Selon le Maïnichi, sont concernés par la présente décision, 3 298 foyers originaires des zones de retour difficile de Katsurao, Iitaté, Tomioka et Namié. En ce qui concerne les 1 661 foyers de Futaba et Ôkuma, les deux communes qui accueillent la centrale de Fukushima daï-ichi et qui ont été les plus touchées par les retombées radioactives, les autorités vont faire des sondages avant de décider si elles continuent ou non leur soutien au-delà de mars 2020.

Par ailleurs, toujours selon le Maïnichi, l’aide au logement va cesser dès mars 2019 pour 2 389 foyers originaires de 5 communes où les ordres d’évacuer ont été levés. Elle pourrait être maintenue pour certaines personnes qui ont des besoins spécifiques.

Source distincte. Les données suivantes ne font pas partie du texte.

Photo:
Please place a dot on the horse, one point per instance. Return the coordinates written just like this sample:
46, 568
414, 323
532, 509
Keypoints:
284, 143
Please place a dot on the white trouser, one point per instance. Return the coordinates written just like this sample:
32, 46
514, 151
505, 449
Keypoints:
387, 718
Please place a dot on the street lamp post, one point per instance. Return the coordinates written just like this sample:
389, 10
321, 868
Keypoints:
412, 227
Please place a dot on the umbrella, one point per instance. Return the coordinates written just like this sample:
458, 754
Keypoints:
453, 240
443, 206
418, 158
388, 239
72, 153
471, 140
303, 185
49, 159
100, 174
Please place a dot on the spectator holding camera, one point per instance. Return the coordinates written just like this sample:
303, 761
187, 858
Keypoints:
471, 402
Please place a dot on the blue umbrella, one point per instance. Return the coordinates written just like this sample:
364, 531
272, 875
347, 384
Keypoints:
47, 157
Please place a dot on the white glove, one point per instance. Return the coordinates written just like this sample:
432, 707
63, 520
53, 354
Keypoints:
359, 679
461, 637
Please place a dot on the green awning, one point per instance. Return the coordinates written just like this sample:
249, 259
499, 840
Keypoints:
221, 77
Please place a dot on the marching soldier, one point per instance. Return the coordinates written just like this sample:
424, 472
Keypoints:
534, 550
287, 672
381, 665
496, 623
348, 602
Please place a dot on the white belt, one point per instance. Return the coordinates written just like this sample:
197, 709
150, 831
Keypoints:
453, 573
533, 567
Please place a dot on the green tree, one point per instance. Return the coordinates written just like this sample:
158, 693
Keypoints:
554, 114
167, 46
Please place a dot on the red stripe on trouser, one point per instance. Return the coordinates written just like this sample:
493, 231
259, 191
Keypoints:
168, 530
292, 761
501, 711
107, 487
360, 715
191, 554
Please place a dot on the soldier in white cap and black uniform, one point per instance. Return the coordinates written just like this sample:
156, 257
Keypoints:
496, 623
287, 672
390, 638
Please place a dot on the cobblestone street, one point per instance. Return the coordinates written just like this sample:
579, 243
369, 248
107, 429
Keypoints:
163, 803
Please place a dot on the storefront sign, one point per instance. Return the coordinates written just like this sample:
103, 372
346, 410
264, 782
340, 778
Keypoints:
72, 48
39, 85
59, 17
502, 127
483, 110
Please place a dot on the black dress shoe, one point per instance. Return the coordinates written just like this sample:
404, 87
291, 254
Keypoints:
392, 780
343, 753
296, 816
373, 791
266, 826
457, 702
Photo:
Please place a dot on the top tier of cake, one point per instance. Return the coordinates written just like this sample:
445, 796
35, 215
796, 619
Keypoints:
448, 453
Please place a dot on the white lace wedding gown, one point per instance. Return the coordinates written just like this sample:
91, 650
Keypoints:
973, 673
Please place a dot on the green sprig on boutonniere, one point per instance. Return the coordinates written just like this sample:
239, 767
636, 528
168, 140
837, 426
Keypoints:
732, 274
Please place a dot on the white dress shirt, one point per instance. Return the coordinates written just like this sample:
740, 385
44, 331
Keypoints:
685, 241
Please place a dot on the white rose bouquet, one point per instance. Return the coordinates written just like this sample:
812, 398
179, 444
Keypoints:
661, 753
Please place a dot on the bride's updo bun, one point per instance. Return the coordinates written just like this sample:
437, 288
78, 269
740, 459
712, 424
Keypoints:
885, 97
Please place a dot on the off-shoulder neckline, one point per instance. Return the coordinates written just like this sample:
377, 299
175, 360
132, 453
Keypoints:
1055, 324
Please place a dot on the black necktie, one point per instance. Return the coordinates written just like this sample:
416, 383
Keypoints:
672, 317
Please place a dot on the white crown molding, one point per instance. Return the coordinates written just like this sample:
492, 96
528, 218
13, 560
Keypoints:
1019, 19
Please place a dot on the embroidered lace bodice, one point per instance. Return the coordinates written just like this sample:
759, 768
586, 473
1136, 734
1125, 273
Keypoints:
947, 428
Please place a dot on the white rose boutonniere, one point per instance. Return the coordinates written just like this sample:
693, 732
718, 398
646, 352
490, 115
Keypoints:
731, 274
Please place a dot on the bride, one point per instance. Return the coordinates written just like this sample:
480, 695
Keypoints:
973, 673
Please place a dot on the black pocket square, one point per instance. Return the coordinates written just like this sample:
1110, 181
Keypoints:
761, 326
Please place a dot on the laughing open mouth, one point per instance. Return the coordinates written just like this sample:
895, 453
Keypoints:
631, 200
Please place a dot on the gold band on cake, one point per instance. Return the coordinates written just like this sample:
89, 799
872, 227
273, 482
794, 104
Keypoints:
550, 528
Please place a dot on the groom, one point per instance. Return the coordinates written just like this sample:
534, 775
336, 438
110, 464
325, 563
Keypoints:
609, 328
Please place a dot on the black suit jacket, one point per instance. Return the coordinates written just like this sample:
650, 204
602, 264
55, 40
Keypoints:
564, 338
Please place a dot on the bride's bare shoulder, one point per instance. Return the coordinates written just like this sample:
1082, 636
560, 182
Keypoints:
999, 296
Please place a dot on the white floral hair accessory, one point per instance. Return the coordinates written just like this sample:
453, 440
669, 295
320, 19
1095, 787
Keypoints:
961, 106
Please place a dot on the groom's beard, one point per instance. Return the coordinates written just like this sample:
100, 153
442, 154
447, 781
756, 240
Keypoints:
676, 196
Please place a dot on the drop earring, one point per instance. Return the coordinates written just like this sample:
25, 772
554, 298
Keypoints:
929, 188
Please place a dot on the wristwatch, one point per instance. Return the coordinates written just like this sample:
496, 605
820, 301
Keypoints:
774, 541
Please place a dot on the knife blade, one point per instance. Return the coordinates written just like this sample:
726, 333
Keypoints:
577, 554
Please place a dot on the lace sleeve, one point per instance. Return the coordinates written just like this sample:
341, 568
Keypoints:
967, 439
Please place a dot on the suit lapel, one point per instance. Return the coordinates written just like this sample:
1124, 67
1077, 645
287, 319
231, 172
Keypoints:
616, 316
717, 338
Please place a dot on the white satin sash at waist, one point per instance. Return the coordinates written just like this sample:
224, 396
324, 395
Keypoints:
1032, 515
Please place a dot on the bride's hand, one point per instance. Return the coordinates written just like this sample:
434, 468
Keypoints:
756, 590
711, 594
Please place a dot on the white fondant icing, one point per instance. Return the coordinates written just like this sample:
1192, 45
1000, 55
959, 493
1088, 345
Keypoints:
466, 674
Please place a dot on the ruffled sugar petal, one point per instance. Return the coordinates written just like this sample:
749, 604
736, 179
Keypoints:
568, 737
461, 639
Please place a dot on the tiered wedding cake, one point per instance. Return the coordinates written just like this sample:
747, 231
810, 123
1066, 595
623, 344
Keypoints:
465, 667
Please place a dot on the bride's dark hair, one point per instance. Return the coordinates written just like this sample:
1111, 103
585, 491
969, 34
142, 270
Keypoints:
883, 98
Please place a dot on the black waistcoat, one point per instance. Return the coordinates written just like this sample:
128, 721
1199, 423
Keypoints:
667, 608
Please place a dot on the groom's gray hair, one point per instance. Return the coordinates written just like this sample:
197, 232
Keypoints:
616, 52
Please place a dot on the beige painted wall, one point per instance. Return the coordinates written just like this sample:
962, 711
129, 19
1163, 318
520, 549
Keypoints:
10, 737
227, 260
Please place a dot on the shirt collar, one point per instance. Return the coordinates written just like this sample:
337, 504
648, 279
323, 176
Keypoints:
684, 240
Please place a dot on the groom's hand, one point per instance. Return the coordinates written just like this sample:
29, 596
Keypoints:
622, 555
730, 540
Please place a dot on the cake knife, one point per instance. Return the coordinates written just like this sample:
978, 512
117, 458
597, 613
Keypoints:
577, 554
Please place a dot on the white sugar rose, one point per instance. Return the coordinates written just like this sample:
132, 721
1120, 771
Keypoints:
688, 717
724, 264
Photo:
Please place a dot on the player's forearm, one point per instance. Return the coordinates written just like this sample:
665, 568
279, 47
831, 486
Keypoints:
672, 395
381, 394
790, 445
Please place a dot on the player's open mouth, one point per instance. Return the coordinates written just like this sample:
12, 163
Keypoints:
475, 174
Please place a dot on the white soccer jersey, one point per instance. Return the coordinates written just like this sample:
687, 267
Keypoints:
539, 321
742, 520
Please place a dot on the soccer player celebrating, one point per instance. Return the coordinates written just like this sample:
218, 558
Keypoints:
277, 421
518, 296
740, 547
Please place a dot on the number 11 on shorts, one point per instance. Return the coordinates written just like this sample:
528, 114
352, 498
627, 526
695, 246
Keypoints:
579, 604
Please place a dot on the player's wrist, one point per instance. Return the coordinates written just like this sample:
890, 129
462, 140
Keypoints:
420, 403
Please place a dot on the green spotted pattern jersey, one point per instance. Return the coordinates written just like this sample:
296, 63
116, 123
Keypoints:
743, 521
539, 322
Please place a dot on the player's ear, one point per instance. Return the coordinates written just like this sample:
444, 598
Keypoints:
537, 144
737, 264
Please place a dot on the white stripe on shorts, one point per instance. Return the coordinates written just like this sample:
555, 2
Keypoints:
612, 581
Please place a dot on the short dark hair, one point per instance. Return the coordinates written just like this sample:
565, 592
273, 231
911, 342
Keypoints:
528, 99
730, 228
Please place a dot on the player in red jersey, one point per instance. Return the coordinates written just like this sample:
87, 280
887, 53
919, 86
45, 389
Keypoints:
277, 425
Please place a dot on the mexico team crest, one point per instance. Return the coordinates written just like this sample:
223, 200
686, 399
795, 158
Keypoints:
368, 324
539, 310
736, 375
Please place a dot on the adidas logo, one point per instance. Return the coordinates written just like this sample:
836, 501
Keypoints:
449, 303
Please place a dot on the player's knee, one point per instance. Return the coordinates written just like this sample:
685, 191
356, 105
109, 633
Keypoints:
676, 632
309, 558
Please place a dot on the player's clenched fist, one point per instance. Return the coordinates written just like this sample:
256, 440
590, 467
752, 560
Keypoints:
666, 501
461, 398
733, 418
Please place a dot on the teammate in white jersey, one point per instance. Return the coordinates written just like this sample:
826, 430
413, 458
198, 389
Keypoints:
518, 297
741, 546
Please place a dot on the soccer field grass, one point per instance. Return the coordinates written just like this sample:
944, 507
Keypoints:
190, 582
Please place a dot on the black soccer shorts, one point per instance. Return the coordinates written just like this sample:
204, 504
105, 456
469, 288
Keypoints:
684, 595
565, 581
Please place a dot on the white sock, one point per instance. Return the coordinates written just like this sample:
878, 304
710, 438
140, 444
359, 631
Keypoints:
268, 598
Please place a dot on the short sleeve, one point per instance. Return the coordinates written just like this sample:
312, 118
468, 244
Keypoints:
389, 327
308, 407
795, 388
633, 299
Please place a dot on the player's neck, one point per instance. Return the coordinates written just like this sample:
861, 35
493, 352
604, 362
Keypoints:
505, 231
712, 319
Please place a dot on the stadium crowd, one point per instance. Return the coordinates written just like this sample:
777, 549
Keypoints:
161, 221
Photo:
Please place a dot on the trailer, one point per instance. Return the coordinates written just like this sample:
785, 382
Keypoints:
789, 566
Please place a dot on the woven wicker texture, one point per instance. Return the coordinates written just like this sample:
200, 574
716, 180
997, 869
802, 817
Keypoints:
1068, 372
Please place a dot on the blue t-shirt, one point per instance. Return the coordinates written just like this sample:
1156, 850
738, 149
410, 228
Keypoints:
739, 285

Le Japon veut reloger toutes les victimes du tsunami d’ici 2021 à Iwaté et Miyagi

Le premier ministre japonais s’est engagé à ce que toutes les personnes déplacées par le tsunami dans les provinces d’Iwaté et Miyagi soient relogées d’ici mars 2021, pour les 10 ans de la catastrophe. A la fin juin, 62 000 personnes ne pouvaient toujours pas rentrer chez elles et 9 000 d’entre elles vivaient dans des logements provisoires.

A Fukushima, à cause de la radioactivité, cela prendra plus de temps pour les communes classées en zone de retour difficile, même si les autorités veulent rouvrir un centre décontaminé dans chaque commune. Cet “oasis” décontaminé est essentiellement symbolique et ne constitue pas une réhabilitation du territoire impacté.

Réouverture de J-Village

J-Village, le complexe sportif dédié au foot; situé sur les communes de Hirono et Naraha, avait servi de base pour les intervenants à la centrale de Fukushima daï-ichi après la catastrophe nucléaire. Les autorités veulent rendre ce complexe au sport avant les JO de 2020 à Tôkyô et un appel aux dons avait été lancé.

Un match de foot inaugural a eu lieu le 28 juillet dernier avec des équipes locales, conformément à la date d’ouverture annoncée. Un millier de spectateurs étaient présents.

Les débits de dose en deux points sont indiqués tout en bas du site Internet de J-Village :

  • 0,085 µSv/h sur le terrain n°2 ;
  • 0,126 µSv/h devant l’hôtel.

A titre de comparaison, le bruit de fond, à savoir la radioactivité naturelle avant l’accident induit un débit de dose de l’ordre de 0,04 µSv/h. 0,23 µSv/h induit une dose supplémentaire de 1 mSv/an, si l’on reste 8 h par jour dehors. Voir notre article dédié au sujet des doses et des normes.

Inauguration d’un centre commercial à Naraha

L’ordre d’évacuer a été levé en septembre 2015 à Naraha et l’école a rouvert en avril de cette année. 47% des habitants seraient rentrés à la fin mai 2018. Un nouveau centre commercial vient d’être inauguré, en remplacement du centre provisoire en préfabriqués. Il rassemble une dizaine de commerces, dont un super-marché et est située à proximité d’un nouveau lotissement, avec de nombreuses maisons toutes neuves.